Advancing AT-587 into the clinic builds on our deep expertise in antiviral drug development and represents another step in expanding Atea’s viral hepatitis franchise." The Phase 1 trial is a randomized, double-blind, placebo-controlled, sequential dose-escalation study designed to evaluate the safety, tolerability and pharmacokinetics (PK) of AT-587 in healthy volunteers.

The study includes both single ascending dose (SAD) and multiple ascending dose (MAD) components, as well as an embedded food-effect assessment.

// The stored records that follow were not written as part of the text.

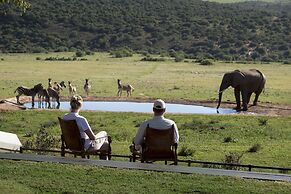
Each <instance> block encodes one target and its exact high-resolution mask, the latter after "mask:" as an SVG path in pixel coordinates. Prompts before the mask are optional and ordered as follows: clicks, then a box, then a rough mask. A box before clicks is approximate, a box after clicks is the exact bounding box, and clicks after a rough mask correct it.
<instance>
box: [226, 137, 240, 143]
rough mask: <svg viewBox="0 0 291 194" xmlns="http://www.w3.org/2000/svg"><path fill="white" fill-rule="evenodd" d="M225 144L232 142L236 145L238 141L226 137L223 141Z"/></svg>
mask: <svg viewBox="0 0 291 194" xmlns="http://www.w3.org/2000/svg"><path fill="white" fill-rule="evenodd" d="M223 142H224V143H230V142H233V143H236V142H237V139H234V138H232V137H225V138H224V139H223Z"/></svg>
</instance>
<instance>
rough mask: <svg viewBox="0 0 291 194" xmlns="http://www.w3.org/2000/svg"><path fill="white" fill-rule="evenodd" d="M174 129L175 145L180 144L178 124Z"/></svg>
mask: <svg viewBox="0 0 291 194" xmlns="http://www.w3.org/2000/svg"><path fill="white" fill-rule="evenodd" d="M174 129H175V132H174V136H175V143H178V142H179V131H178V127H177V125H176V123H174Z"/></svg>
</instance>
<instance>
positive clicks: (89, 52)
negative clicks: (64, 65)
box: [86, 51, 95, 55]
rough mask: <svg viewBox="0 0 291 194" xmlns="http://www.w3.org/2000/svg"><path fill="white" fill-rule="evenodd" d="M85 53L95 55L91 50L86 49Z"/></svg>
mask: <svg viewBox="0 0 291 194" xmlns="http://www.w3.org/2000/svg"><path fill="white" fill-rule="evenodd" d="M86 55H95V53H94V52H92V51H86Z"/></svg>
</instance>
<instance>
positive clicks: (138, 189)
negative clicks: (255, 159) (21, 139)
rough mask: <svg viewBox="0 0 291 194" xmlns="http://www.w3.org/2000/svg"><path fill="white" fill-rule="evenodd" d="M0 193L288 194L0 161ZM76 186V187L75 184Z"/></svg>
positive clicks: (260, 186) (176, 175) (241, 179)
mask: <svg viewBox="0 0 291 194" xmlns="http://www.w3.org/2000/svg"><path fill="white" fill-rule="evenodd" d="M0 172H1V173H0V188H1V193H16V194H17V193H21V194H23V193H282V194H283V193H289V192H290V190H291V184H290V183H282V182H281V183H280V182H269V181H267V182H266V181H259V180H246V179H240V178H230V177H222V176H208V175H204V176H203V175H196V174H193V175H185V174H172V173H156V172H145V171H136V170H121V169H109V168H106V169H103V168H93V167H86V166H85V167H84V166H78V165H63V164H51V163H31V162H19V161H18V162H13V161H4V160H0ZM76 183H77V184H76Z"/></svg>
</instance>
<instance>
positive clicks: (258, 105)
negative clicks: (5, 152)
mask: <svg viewBox="0 0 291 194" xmlns="http://www.w3.org/2000/svg"><path fill="white" fill-rule="evenodd" d="M20 100H21V102H22V103H25V102H30V101H31V97H27V96H25V97H22V98H21V99H20ZM68 100H69V98H68V97H62V101H68ZM154 100H155V98H141V97H134V98H133V97H131V98H126V97H96V96H91V97H84V101H131V102H153V101H154ZM165 101H166V102H167V103H177V104H191V105H201V106H207V107H213V108H215V107H216V106H217V102H216V101H197V100H187V99H165ZM220 107H221V108H234V107H235V103H234V102H222V103H221V106H220ZM23 109H26V108H25V107H24V106H22V105H18V104H17V103H16V99H15V98H9V99H6V100H2V101H0V111H8V110H23ZM248 112H253V113H258V114H264V115H272V116H276V115H281V116H288V115H291V105H284V104H274V103H259V105H257V106H251V105H249V110H248Z"/></svg>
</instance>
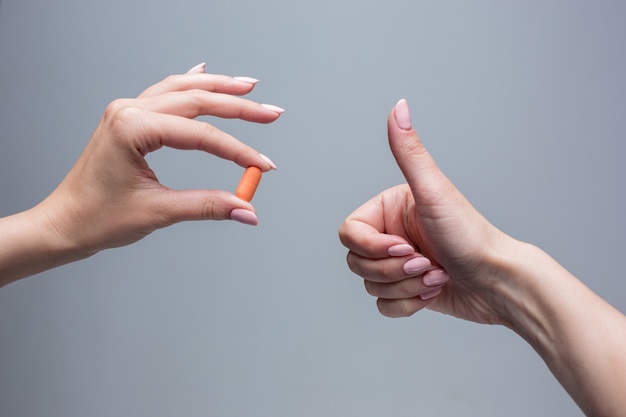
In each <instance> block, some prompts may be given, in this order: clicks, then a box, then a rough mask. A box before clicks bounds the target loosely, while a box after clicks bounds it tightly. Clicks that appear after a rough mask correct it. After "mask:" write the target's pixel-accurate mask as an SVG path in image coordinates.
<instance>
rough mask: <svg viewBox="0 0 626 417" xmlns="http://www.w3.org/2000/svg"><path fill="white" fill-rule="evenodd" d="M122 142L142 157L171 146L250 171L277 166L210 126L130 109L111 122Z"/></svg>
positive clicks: (116, 114) (210, 125)
mask: <svg viewBox="0 0 626 417" xmlns="http://www.w3.org/2000/svg"><path fill="white" fill-rule="evenodd" d="M111 123H112V124H113V125H114V126H113V127H112V130H113V131H114V132H119V134H118V135H117V137H118V138H121V139H120V140H123V141H129V142H130V143H129V145H131V146H132V148H133V149H136V150H137V151H139V152H140V153H141V154H142V156H145V155H146V154H148V153H150V152H153V151H156V150H157V149H159V148H161V147H163V146H167V147H170V148H174V149H180V150H200V151H204V152H208V153H211V154H213V155H215V156H217V157H219V158H223V159H226V160H229V161H233V162H235V163H236V164H238V165H240V166H242V167H244V168H246V167H248V166H251V165H254V166H258V167H259V168H261V169H262V170H263V171H269V170H270V169H274V168H275V165H273V164H272V163H271V161H269V160H268V159H267V158H266V157H264V156H262V155H261V154H259V152H257V151H256V150H254V149H253V148H252V147H250V146H248V145H246V144H244V143H242V142H240V141H239V140H237V139H236V138H234V137H233V136H231V135H229V134H228V133H225V132H223V131H221V130H219V129H217V128H215V127H214V126H211V125H209V124H208V123H204V122H200V121H197V120H190V119H187V118H184V117H177V116H169V115H162V114H157V113H152V112H147V111H144V110H142V109H138V108H134V107H128V108H125V109H123V110H121V111H119V112H118V113H117V114H116V115H115V116H114V120H113V121H112V122H111Z"/></svg>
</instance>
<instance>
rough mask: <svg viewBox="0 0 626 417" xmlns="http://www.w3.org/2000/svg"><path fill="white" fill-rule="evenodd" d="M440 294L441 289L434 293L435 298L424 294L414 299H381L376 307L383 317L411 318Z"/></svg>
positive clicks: (439, 289)
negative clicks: (377, 306)
mask: <svg viewBox="0 0 626 417" xmlns="http://www.w3.org/2000/svg"><path fill="white" fill-rule="evenodd" d="M440 292H441V289H438V290H434V291H433V293H434V294H435V295H434V296H432V294H424V295H421V296H417V297H413V298H402V299H397V300H389V299H385V298H379V299H377V300H376V305H377V306H378V311H380V313H381V314H382V315H383V316H386V317H392V318H398V317H409V316H412V315H413V314H415V313H417V312H418V311H420V310H422V309H423V308H424V307H426V306H428V305H429V304H430V303H431V302H432V301H433V300H434V299H435V297H436V296H437V295H438V294H439V293H440ZM424 296H427V297H426V298H427V299H426V300H424V299H423V298H422V297H424Z"/></svg>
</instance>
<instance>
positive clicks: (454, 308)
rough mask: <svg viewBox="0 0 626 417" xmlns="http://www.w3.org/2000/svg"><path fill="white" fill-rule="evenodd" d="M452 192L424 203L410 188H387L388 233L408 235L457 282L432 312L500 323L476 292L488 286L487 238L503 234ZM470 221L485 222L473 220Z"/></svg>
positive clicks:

Part A of the study will evaluate single ascending doses of AT-587 administered under fasting conditions, with one cohort incorporating both fasting and fed administration to assess food effect.

Part B of the study will evaluate multiple ascending doses of AT-587 administered once daily or twice daily for seven days, with dose selection informed by safety and PK data generated in Part A.

Dose escalation decisions will be guided by ongoing review of emerging safety and PK data, providing flexibility to adapt the doses as clinical experience with AT-587 evolves.